Ils étaient téléguidés par le groupe Etat islamique depuis la zone irako-syrienne : cinq hommes, arrêtés le week-end dernier et soupçonnés d'avoir voulu commettre un attentat le 1er décembre en région parisienne, ont été mis en examen vendredi soir et écroués.
Après cinq jours de garde à vue, ils ont notamment été mis en examen pour "association de malfaiteurs terroriste en vue de la préparation de crimes d'atteinte aux personnes", a-t-on appris du parquet de Paris.
"Une attaque de grande envergure" a été évitée, avait indiqué un peu plus tôt François Hollande, en déplacement à Nîmes, alors que la France est frappée depuis près de deux ans par une vague d'attentats sans précédent ayant fait 238 morts. Quatre Français âgés de 35 à 37 ans, "amis de longue date", avaient été interpellés le week-end dernier à Strasbourg. Inconnus des services antiterroristes, deux sont soupçonnés d'avoir séjourné en Syrie en 2015.
Quatre armes et "des écrits très clairs d'allégeance à Daech" (Etat islamique) ont été retrouvés lors des perquisitions, d'après le procureur de la République de Paris François Molins. Le cinquième suspect, Hicham E., Marocain de 26 ans (BIEN 26) arrêté à Marseille, avait été signalé pour radicalisation par les autorités portugaises, pays où il résidait, et s'était fait refouler de Turquie en 2015. Plus de 4.000 euros, destinés, selon les enquêteurs, à l'acquisition d'armes, ont été saisis lors de son interpellation.

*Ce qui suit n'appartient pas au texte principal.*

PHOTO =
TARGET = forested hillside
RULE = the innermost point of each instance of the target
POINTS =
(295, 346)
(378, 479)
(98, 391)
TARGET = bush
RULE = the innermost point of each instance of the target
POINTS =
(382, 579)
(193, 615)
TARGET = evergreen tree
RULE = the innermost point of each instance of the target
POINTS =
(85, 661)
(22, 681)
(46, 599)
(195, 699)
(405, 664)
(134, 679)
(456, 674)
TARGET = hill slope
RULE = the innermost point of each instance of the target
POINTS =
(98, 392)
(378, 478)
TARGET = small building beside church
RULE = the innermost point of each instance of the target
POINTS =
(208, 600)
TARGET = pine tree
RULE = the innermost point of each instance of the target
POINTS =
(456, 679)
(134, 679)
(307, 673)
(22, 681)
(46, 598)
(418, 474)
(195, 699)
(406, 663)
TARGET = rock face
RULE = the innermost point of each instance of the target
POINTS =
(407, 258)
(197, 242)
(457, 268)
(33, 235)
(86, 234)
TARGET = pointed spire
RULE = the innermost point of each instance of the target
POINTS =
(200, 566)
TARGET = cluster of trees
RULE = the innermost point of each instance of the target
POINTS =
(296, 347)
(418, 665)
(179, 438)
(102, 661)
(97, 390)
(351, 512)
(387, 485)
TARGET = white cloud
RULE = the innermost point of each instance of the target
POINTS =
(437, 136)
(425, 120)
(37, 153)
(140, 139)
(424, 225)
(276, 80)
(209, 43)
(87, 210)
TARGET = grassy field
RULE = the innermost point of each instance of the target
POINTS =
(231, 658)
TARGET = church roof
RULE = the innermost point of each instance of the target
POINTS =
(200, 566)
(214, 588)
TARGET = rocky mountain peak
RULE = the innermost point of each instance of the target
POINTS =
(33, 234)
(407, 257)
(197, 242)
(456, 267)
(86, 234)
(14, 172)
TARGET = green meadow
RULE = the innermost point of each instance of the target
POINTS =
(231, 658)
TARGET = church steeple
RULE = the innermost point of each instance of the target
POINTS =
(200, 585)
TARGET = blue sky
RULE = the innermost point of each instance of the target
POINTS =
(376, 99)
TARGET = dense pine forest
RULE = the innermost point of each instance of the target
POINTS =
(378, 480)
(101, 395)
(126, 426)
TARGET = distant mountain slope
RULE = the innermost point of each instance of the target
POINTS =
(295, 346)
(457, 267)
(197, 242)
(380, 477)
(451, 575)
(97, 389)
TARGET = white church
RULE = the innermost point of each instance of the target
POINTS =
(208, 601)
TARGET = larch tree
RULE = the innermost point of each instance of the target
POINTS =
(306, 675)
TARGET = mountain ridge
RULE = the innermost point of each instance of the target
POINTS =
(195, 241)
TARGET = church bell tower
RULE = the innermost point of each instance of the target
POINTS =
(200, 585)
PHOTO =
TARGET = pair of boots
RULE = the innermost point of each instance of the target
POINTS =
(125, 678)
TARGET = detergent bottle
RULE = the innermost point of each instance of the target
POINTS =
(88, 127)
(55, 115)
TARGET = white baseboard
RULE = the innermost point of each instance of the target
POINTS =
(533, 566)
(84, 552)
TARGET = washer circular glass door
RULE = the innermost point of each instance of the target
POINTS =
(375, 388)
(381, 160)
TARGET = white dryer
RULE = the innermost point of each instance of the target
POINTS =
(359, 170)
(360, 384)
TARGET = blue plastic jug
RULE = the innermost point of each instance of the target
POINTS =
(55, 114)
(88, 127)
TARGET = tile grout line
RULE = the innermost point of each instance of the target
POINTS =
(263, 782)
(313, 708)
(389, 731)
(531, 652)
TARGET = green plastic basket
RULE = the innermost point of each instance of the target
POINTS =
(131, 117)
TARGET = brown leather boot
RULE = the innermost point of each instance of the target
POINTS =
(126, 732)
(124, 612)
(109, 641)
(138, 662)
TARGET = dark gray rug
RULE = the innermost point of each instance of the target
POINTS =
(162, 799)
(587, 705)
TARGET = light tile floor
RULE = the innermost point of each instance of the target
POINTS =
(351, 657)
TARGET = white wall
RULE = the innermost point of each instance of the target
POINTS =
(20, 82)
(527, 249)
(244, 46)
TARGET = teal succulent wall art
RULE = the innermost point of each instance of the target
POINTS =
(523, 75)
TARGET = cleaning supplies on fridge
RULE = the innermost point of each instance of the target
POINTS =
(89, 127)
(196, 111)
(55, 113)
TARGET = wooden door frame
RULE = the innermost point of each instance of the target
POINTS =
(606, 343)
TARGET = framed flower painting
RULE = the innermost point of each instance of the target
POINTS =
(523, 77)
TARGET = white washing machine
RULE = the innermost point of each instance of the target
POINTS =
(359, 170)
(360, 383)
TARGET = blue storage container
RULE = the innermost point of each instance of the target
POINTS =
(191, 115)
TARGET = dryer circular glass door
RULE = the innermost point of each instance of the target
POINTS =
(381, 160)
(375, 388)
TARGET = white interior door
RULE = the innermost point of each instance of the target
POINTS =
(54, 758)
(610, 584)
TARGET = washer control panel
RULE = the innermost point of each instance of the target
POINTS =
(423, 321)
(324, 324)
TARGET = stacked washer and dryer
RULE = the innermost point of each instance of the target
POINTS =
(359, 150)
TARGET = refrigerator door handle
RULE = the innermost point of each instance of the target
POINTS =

Le commando de Strasbourg et le suspect marocain ne se connaissaient pas, d'après les premiers éléments de l'enquête. Mais ils disposaient d'instructions communes "communiquées par un donneur d'ordre depuis la zone irako-syrienne", a détaillé le procureur.
Recherche de cibles
Les hommes de ce réseau étaient "en possession ou en quête d'armes et de financement", "s'apprêtaient à passer à l'acte" et "recherchaient des cibles", a relevé le procureur. Il a précisé que le passage à l'acte du groupe strasbourgeois était prévu le 1er décembre, "sans que l'on puisse déterminer à ce stade la cible précise choisie". L'exploitation des téléphones et ordinateurs retrouvés lors des perquisitions a révélé qu'une dizaine de sites en région parisienne avaient fait l'objet de recherches sur internet.
Autant de cibles potentielles, parmi lesquelles le 36 quai des Orfèvres, siège de la PJ, le marché de Noël des Champs-Élysées, Disneyland Paris, des terrasses de cafés dans le XXe arrondissement, la station de métro Charonne ainsi que plusieurs lieux de cultes. En garde à vue, un des suspects interpellés à Strasbourg a également évoqué le siège de la PJ parisienne, mais aussi celui de la DGSI à Levallois-Perret (Hauts-de-Seine).
"On ignore encore s'ils prévoyaient une action unique ou des attaques coordonnées", d'après une source proche de l'enquête. Les investigations ont débuté il y a huit mois. Le 14 juin, en plein Euro de football, Nasser B., 38 ans, et Lamary N., 40 ans, sont interpellés, soupçonnés d'avoir contracté des crédits à la consommation pour financer des activités terroristes. Les deux hommes sont en contact avec un donneur d'ordre établi en Syrie, lui-même surveillé par les services de renseignement français.
La DGSI décide alors de tendre un appât: elle met en place une cache d'armes dans le Val-d'Oise pendant plusieurs mois, pour tenter d'attirer d'autres membres du
réseau susceptibles de passer à l'attaque. En vain. Le 14 novembre, un message entre le commanditaire et des membres du groupe strasbourgeois est intercepté, laissant craindre un passage à l'acte imminent. La DGSI organise alors, dans l'urgence, l'opération du week-end dernier.
Ce vaste coup de filet est intervenu dans un contexte de menace terroriste maximale en France. "Pour le seul mois de novembre, les services antiterroristes ont procédé
à l'arrestation de 43 individus, dont 28 ont été déférés devant la justice", a souligné le chef de l'Etat vendredi. Selon le ministre de l'Intérieur Bernard Cazeneuve, 17 attentats ont été déjoués depuis le début de l'année, sept en 2015.